URLs du Jour

2022-03-16

  • Sorry, Maggie, I'm still not going to vote for you. Despite your belated overtures:

    And what is Mitt's deal anyway?

    Jacob Sullum has more to say on that matter: The TSA’s Mask Mandate Is Just As Logical As All Its Other Arbitrary Impositions. (I doubt you're missing the thrust of the headline, but just in case: the mandate is not logical at all.)

    The federal rule that requires air travelers to wear face masks, which the Transportation Security Administration (TSA) first imposed more than a year ago, was scheduled to expire this Friday. But the TSA extended the requirement for at least another month, for reasons that are even harder to understand than the original rationale for the mask mandate.

    That is saying a lot, because the scientific justification for the TSA's rule has always been weak, given that the conditions on airplanes are not conducive to COVID-19 transmission. The ventilation systems on commercial aircraft, which mix outdoor air with air recycled through HEPA filters and limit airflow between rows, help explain why there were few outbreaks associated with commercial flights even before vaccines were available.

    As Jacob reminds us, the TSA is really into pointless security theater, and this is just the latest.

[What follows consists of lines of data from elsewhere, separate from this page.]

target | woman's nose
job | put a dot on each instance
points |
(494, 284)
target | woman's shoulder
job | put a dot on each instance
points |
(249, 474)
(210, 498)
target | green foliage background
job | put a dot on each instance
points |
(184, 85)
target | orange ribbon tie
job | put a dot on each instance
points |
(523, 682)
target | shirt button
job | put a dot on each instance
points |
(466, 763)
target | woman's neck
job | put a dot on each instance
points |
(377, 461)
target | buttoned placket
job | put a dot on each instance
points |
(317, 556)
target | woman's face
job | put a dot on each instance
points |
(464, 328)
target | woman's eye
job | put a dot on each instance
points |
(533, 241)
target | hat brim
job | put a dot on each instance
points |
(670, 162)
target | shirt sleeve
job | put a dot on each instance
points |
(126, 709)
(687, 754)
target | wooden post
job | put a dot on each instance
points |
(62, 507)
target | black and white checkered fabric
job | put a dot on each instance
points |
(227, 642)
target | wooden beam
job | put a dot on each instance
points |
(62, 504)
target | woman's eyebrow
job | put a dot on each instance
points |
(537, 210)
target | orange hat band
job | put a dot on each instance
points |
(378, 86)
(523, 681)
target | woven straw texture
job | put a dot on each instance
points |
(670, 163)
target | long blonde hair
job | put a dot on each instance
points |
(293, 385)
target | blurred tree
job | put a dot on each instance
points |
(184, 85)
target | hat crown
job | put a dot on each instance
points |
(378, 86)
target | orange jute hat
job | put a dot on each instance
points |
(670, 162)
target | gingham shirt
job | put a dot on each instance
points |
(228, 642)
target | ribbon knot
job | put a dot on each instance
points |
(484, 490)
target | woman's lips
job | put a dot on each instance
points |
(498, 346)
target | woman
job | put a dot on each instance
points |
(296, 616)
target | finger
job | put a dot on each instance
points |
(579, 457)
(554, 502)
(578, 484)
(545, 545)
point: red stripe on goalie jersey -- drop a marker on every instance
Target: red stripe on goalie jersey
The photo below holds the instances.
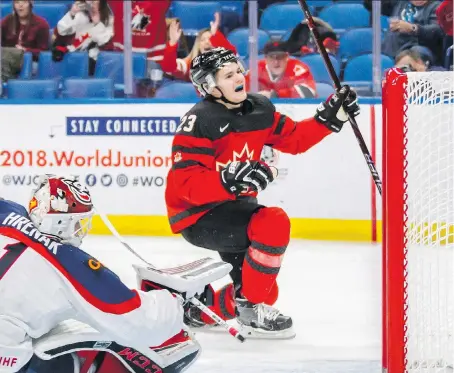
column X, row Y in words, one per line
column 71, row 263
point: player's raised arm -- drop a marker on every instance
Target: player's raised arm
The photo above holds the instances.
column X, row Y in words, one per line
column 293, row 137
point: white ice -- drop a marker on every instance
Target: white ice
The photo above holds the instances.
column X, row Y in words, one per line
column 332, row 291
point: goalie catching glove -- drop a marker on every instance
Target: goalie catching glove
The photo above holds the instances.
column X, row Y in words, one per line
column 334, row 112
column 237, row 177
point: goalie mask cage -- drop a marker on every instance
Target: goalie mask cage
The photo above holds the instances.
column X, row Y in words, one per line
column 418, row 222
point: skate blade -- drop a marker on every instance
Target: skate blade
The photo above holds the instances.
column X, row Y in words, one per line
column 248, row 332
column 255, row 333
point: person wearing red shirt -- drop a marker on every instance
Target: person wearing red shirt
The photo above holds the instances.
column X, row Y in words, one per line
column 148, row 26
column 282, row 76
column 25, row 30
column 444, row 16
column 216, row 175
column 206, row 40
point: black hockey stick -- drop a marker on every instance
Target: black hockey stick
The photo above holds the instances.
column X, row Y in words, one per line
column 335, row 78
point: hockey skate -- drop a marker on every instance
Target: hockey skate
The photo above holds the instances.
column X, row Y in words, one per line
column 193, row 317
column 260, row 321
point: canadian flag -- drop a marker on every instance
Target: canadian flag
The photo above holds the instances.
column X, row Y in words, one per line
column 148, row 24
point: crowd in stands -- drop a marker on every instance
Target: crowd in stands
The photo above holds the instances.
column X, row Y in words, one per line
column 75, row 49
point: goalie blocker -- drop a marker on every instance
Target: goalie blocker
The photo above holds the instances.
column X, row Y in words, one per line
column 77, row 347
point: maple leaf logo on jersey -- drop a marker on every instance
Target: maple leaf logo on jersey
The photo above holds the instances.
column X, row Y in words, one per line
column 241, row 156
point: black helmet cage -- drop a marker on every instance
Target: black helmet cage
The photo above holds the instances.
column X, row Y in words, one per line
column 205, row 66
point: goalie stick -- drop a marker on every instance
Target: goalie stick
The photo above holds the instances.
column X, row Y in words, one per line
column 230, row 329
column 335, row 78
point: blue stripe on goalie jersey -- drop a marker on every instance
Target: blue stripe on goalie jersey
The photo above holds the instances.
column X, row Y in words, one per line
column 102, row 284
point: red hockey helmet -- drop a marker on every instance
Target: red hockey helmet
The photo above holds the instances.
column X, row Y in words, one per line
column 61, row 207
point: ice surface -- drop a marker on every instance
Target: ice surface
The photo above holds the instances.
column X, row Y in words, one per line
column 331, row 290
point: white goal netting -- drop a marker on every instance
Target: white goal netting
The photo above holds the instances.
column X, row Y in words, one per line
column 429, row 225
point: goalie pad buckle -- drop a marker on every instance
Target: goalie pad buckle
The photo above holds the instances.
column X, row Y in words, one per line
column 188, row 279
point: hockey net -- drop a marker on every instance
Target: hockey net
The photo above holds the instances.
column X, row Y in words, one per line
column 418, row 222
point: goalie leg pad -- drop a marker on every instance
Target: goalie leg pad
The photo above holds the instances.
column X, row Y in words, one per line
column 220, row 298
column 269, row 233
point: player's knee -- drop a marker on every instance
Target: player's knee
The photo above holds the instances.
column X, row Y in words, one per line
column 270, row 226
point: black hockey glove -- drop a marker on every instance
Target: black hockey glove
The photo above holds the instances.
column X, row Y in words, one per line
column 238, row 176
column 333, row 112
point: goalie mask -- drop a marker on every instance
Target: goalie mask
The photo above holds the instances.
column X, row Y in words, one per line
column 205, row 66
column 61, row 208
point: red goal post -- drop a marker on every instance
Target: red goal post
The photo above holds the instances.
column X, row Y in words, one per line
column 418, row 222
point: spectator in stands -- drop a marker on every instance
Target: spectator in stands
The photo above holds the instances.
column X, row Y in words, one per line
column 261, row 6
column 444, row 16
column 88, row 26
column 24, row 30
column 206, row 39
column 282, row 76
column 416, row 59
column 148, row 26
column 414, row 22
column 301, row 41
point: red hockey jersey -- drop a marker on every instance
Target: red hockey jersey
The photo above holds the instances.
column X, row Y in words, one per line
column 149, row 30
column 210, row 136
column 297, row 81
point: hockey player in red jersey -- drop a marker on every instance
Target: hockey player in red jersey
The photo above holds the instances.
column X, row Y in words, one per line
column 282, row 76
column 217, row 174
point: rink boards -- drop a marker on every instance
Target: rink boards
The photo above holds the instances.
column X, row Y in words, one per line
column 122, row 151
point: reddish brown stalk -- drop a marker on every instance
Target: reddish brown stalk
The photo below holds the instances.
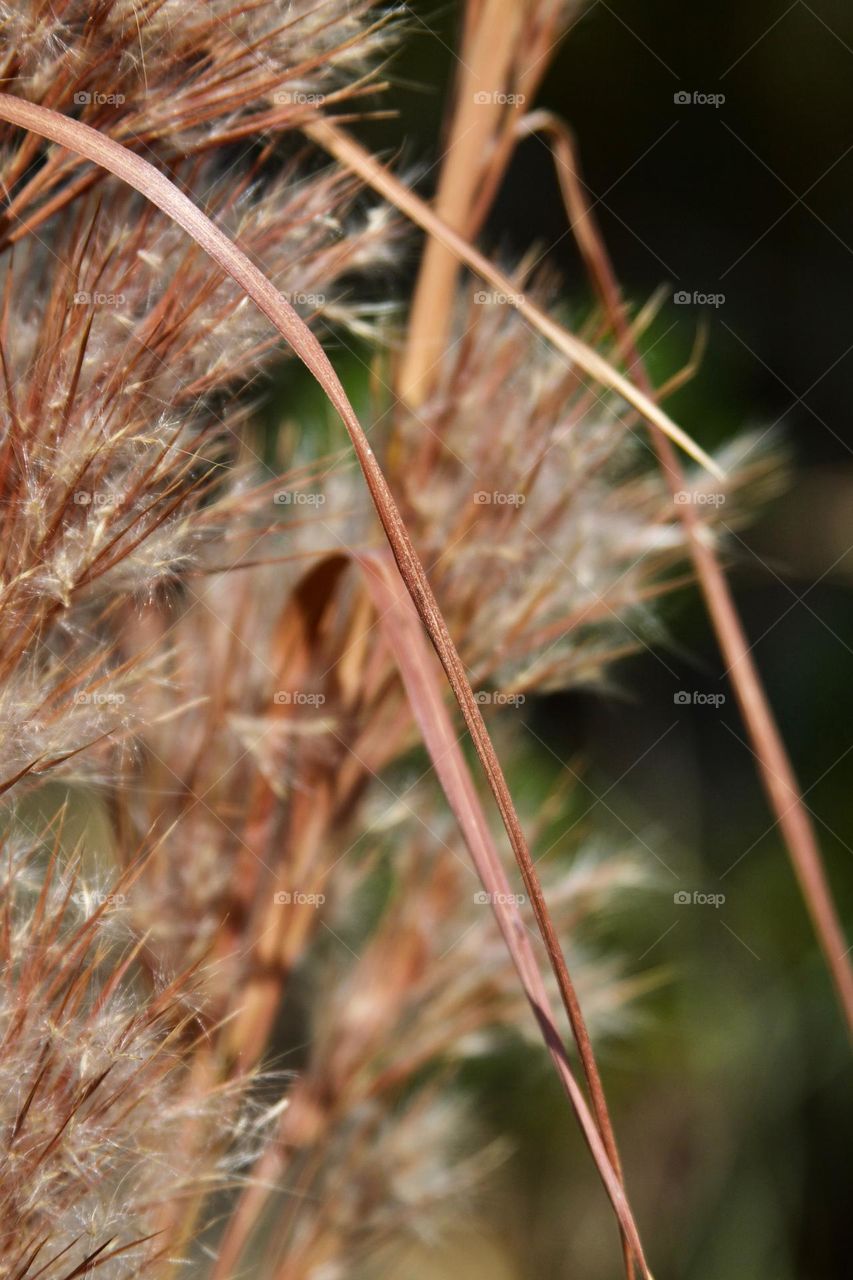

  • Worst title for a When Harry Met Sally sequel ever. C. Bradley Thompson tells us about how a bad idea was made even worse: When Bolshevik Schooling Came to America. But instead of quoting C. Brad, I'm going to snip a couple of things he quotes. First, the unfairly-maligned Herbie Spencer in Social Statics:

    For what is meant by saying that a government ought to educate the people? why should they be educated? what is the education for? Clearly to fit the people for social life—to make them good citizens. And who is to say what are good citizens? The government: there is no other judge. And who is to say how these good citizens may be made? The government: there is no other judge. Hence the proposition is convertible into this—a government ought to mould children into good citizens, using its own discretion in settling what a good citizen; is, and how the child may be moulded into one. It must first form for itself a definite conception of a pattern citizen; and having done this, must elaborate such system of discipline as seems best calculated to produce citizens after that pattern. This system of discipline it is bound to enforce to the uttermost. For if it does otherwise, it allows men to become different from what in its judgment they should become, and therefore fails in that duty it is charged to fulfil.

    And a guy with a slightly better rep, John Stuart Mill in On Liberty:

    A general state education is a mere contrivance for moulding people to be exactly like one another; and the mould in which it casts them is that which pleases the predominant power in the government, whether this be a monarch, a priesthood, an aristocracy, or the majority of the existing generation in proportion as it is efficient, it establishes a despotism over the mind, leading by natural tendency to one over the body.

    That said, CBT goes into more detail on the baleful influence of many other "progressives", including the dreadful John Dewey, who on returning from the Stalinist Soviet Union in the late 1920s, proclaimed their education system “is enough to convert one to the idea that only in a society based upon the cooperative principle can the ideals of educational reformers be adequately carried into operation.”


  • Another entry for the "You keep using that word. I do not think it means what you think it means" Department. This time from Glenn Greenwald: Romney's "Treason" Smear of Tulsi Gabbard is False and Noxious, But Now Typifies U.S. Discourse.

    The crime of "treason” is one of the gravest an American citizen can commit, if not the gravest. It is one of the few crimes other than murder for which execution is still a permissible punishment under both U.S. federal law and the laws of several states. The framers of the U.S. Constitution were so concerned about the temptation to abuse this term — by depicting political dissent as a criminalized betrayal of one's country — that they chose to define and limit how this crime could be applied by inserting this limiting paragraph into the Constitution itself; reflecting the gravity and temptation to abuse accusations of "treason,” it is the only crime they chose to define in the U.S. Constitution. Article III, Section 3 of the Constitution states:

    Treason against the United States, shall consist only in levying War against them, or in adhering to their Enemies, giving them Aid and Comfort. No Person shall be convicted of Treason unless on the testimony of two Witnesses to the same overt Act, or on Confession in open Court.

    Treason was the only crime to be explicitly defined and limited by the Founders because they sought “to guard against the historic use of treason prosecutions by repressive governments to silence otherwise legitimate political opposition.” In other words, the grave danger anticipated by the Founders was that "treason” would radically expand to include any criticisms of or opposition to official U.S. Government policy, activities they sought in the Bill of Rights to enshrine as an inviolable right of U.S. citizenship, not turn it into a capital crime.

    Fun fact: in the entire history of the US, only 12 Americans have been successfully convicted of treason. (But shouldn't there be an exception to the First Amendment for falsely shouting "Treason" in a crowded theater?)